York City electrical workers will have to wait at least two more weeks before a new three-year union contract is official.
In the meantime, members of the York City Council are compiling a list of questions about the contract, which would retroactively go into effect Jan. 1, 2013, and extend to Dec. 31, 2015.
The city administration and the International Brotherhood of Electrical Workers negotiated a "give-and-take" agreement, said Thomas Ray, the city's deputy business administrator for human resources.
The contract, if approved, would increase worker wages by 2.3 percent in 2013, 3.0 percent in 2014 and 3.2 percent in 2015. Those increases would cost the city an additional $35,409 over the three years, according to a contract summary provided to the council and the public.
But employees would also contribute more toward their health insurance. For example, a single person's monthly contribution would increase from $60 in 2012 to $77 by 2015.

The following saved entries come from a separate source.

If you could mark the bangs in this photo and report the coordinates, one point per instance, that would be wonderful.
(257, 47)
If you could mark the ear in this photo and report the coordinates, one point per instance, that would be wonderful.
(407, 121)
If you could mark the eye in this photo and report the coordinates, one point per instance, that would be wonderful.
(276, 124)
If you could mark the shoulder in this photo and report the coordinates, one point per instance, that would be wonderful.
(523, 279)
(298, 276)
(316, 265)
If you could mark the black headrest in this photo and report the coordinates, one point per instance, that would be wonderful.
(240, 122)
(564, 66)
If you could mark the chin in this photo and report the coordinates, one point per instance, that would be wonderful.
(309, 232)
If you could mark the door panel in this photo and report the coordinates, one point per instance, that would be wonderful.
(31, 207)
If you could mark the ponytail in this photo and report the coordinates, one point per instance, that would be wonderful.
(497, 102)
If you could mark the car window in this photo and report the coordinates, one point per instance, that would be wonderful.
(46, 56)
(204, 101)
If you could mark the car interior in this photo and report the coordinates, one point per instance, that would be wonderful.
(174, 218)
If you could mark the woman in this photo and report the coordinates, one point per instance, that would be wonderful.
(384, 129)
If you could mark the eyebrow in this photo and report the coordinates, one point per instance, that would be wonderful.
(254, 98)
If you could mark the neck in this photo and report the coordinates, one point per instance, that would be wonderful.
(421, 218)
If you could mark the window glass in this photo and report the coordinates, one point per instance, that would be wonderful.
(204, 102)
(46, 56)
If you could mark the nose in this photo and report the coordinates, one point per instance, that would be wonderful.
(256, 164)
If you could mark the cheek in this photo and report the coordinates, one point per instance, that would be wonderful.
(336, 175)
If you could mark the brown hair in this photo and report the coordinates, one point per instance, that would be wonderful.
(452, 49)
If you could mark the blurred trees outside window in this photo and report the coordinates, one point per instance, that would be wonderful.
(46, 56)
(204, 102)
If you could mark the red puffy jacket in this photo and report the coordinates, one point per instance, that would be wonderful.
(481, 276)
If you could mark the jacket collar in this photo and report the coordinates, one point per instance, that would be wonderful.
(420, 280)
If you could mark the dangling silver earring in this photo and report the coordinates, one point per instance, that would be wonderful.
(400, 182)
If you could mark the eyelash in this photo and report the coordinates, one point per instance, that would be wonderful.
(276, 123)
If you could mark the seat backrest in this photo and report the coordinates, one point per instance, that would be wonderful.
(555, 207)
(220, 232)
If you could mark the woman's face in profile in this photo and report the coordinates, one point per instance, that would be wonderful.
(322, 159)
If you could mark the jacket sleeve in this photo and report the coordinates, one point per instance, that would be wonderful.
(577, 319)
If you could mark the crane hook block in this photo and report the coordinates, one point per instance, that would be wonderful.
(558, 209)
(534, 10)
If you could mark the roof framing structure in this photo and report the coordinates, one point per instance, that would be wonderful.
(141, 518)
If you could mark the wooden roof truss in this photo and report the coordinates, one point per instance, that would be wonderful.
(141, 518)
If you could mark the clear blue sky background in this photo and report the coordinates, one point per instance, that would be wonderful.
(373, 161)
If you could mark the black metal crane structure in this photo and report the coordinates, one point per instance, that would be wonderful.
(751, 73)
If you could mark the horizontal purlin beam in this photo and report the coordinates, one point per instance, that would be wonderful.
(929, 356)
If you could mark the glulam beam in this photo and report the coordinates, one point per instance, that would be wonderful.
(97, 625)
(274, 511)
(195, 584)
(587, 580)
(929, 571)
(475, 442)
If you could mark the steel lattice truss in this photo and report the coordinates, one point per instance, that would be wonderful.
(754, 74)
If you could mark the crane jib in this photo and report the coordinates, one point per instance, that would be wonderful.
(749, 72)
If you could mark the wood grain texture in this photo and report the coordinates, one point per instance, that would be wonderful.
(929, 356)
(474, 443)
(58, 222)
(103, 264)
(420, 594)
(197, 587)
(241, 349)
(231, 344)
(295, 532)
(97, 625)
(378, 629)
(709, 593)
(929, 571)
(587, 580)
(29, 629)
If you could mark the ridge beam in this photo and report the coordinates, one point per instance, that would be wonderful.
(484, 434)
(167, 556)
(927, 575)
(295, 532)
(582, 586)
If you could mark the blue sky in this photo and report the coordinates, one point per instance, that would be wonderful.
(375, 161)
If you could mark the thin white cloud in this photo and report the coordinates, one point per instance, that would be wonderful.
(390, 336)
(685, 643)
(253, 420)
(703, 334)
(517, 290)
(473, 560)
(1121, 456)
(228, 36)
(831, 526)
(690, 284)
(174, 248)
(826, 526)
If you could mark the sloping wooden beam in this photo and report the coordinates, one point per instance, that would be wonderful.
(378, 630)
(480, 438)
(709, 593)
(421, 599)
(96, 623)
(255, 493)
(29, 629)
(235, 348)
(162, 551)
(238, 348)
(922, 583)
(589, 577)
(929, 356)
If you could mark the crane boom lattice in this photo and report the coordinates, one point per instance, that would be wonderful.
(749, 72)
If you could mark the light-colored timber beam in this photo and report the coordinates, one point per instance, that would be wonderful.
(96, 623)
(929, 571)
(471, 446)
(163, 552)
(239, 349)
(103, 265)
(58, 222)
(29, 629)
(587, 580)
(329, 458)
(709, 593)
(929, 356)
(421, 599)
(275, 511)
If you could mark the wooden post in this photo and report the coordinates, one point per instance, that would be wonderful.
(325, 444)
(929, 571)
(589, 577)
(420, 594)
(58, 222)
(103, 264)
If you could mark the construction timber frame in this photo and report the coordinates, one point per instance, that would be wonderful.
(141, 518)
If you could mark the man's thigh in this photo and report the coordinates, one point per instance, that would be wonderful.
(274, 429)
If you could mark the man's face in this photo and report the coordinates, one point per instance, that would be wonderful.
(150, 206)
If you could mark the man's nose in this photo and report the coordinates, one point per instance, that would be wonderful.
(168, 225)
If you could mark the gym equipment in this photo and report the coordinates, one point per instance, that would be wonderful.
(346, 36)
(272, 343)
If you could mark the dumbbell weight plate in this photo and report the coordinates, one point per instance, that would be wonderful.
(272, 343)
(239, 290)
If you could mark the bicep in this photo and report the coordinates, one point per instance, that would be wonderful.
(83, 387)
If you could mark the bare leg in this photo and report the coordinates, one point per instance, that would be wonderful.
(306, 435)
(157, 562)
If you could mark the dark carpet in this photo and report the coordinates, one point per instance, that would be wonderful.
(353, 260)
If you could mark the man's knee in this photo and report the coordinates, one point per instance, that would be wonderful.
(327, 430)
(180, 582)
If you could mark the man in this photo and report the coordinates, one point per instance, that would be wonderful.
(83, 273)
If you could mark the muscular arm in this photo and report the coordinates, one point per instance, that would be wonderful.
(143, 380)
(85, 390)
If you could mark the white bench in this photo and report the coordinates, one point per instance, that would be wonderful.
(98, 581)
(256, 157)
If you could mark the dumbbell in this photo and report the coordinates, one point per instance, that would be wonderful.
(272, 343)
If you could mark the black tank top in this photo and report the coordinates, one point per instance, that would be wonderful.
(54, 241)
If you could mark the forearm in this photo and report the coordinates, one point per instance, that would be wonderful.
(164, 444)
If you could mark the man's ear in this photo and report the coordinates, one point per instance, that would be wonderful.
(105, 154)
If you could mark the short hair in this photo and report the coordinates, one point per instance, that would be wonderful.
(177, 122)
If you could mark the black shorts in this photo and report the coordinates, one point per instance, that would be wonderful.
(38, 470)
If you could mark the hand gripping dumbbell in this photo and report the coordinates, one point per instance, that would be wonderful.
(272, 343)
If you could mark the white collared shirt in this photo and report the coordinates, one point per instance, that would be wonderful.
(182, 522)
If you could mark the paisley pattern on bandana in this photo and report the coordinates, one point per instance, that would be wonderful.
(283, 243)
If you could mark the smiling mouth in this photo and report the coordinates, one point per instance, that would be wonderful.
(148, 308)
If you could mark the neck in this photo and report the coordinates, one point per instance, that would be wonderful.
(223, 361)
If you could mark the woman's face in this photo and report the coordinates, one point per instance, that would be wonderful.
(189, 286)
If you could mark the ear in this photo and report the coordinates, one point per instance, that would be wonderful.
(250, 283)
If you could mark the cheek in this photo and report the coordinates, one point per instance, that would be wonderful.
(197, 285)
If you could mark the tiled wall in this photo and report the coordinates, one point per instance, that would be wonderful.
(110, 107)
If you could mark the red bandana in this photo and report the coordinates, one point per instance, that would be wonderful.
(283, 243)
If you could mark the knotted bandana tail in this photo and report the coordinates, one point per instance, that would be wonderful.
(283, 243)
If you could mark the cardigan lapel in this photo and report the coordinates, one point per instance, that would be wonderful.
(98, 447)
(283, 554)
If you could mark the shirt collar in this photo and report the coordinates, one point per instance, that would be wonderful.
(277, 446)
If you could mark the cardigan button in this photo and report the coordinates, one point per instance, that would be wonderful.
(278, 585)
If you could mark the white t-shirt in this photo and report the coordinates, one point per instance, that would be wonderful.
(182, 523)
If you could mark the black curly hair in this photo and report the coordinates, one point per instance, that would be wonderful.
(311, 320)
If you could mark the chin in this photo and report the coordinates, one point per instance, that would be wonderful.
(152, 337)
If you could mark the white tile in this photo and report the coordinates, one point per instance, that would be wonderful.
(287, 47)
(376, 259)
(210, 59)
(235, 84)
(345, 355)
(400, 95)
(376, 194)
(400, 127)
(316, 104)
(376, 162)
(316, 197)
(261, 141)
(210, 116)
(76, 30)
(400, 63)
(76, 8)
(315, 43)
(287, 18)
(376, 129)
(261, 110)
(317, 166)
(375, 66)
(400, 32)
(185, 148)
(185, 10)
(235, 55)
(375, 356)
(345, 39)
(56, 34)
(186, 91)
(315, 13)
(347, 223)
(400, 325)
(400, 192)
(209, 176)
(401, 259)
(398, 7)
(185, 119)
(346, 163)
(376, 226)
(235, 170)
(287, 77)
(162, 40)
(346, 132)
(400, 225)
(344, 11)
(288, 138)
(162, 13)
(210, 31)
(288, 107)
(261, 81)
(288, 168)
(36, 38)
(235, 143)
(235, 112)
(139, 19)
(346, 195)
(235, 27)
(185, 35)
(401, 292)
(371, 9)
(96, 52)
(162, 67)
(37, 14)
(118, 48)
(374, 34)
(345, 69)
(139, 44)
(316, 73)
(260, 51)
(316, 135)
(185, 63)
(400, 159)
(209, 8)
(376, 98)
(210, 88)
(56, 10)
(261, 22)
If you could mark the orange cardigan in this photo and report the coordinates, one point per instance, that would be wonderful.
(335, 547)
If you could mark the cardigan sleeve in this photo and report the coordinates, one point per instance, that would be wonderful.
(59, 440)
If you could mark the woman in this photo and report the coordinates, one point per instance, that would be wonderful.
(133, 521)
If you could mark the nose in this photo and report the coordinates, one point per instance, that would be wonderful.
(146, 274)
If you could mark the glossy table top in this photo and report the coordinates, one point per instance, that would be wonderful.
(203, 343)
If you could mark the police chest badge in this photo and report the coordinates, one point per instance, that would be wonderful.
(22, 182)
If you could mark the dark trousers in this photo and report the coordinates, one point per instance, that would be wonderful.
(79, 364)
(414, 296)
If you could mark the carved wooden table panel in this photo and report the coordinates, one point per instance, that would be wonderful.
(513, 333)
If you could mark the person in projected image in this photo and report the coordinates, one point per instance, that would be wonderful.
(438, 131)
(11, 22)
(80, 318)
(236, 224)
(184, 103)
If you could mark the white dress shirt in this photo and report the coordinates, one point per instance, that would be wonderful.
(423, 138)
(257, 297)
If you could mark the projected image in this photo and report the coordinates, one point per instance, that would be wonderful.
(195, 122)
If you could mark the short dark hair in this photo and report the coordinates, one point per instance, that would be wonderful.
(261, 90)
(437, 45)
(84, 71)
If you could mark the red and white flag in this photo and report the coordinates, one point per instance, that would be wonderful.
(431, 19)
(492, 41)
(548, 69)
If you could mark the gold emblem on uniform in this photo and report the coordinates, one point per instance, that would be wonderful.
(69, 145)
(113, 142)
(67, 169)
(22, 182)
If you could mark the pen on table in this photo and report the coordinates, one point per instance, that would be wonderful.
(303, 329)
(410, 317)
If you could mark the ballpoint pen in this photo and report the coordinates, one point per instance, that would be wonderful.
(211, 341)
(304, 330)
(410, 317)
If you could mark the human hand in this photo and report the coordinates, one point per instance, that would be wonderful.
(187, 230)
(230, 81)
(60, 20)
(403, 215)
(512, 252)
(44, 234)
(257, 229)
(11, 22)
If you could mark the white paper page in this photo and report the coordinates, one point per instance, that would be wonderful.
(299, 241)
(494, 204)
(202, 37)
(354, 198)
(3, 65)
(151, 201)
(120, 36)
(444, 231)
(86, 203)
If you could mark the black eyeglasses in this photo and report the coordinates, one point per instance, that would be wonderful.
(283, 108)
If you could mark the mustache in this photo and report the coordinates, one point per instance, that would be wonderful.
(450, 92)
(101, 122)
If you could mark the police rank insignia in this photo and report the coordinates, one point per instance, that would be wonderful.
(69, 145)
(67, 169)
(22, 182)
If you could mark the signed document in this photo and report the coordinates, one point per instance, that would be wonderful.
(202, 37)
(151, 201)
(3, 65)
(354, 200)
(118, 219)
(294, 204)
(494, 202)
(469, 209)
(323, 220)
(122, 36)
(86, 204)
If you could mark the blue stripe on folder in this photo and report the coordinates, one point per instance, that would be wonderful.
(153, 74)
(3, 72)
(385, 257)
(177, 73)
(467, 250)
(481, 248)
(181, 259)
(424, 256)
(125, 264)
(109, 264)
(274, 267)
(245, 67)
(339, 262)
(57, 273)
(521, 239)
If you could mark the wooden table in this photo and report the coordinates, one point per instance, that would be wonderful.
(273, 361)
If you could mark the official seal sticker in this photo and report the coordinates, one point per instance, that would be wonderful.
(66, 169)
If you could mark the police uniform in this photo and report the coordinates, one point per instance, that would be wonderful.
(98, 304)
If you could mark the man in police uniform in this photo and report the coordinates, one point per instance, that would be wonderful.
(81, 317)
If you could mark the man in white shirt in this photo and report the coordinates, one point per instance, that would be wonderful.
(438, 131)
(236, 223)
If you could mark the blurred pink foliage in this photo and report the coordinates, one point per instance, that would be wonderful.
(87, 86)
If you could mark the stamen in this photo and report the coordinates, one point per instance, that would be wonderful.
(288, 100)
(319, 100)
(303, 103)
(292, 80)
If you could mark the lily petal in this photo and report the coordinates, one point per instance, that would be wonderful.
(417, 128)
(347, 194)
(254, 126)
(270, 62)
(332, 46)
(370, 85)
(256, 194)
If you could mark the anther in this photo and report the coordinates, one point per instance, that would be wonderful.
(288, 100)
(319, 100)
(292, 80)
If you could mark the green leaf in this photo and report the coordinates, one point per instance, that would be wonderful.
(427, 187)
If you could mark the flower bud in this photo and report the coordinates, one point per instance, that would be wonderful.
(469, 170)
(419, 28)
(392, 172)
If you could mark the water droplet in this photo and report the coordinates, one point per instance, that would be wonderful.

Employee co-pays for prescription drugs would also see a modest increase.
The city council, which has the authority to approve or reject a negotiated contract, voted 3-2 Wednesday to table the matter until its June 4 meeting. Council members plan to ask more questions of business administrator Michael O'Rourke at the council's 6 p.m. committee meeting on Wednesday, May 29.
The contract could return for a vote on Tuesday, June 4.
Councilmen Michael Helfrich and Henry Nixon both said they need more information before voting.
For example, Helfrich said, he'd planned to ask about the proposed wage increases. Five minutes before the meeting, Helfrich said, he learned that electrical workers hadn't had a raise in four or five years.
"When you know that, you look at a contract a little bit differently," he said.
Council President Carol Hill-Evans said she wants to know "that we are being as fair but as cost-effective as possible."
Delaying approval by two weeks is better than rejecting the contract and potentially sending the city and union back to the negotiating table, Helfrich said.
But that also means the employees will have to wait two more weeks for a raise. Workers have already waited a long time, said Matt Paules, business manager for the local IBEW.
Negotiation began in October and ended in March, he said. He said both sides made concessions and reached a fair agreement with "modest" wage increases for the workers.
The union understands the city's difficult financial situation, Paules said.
"But we have to advocate for the workers as well," he said. "They have budgets. They have families."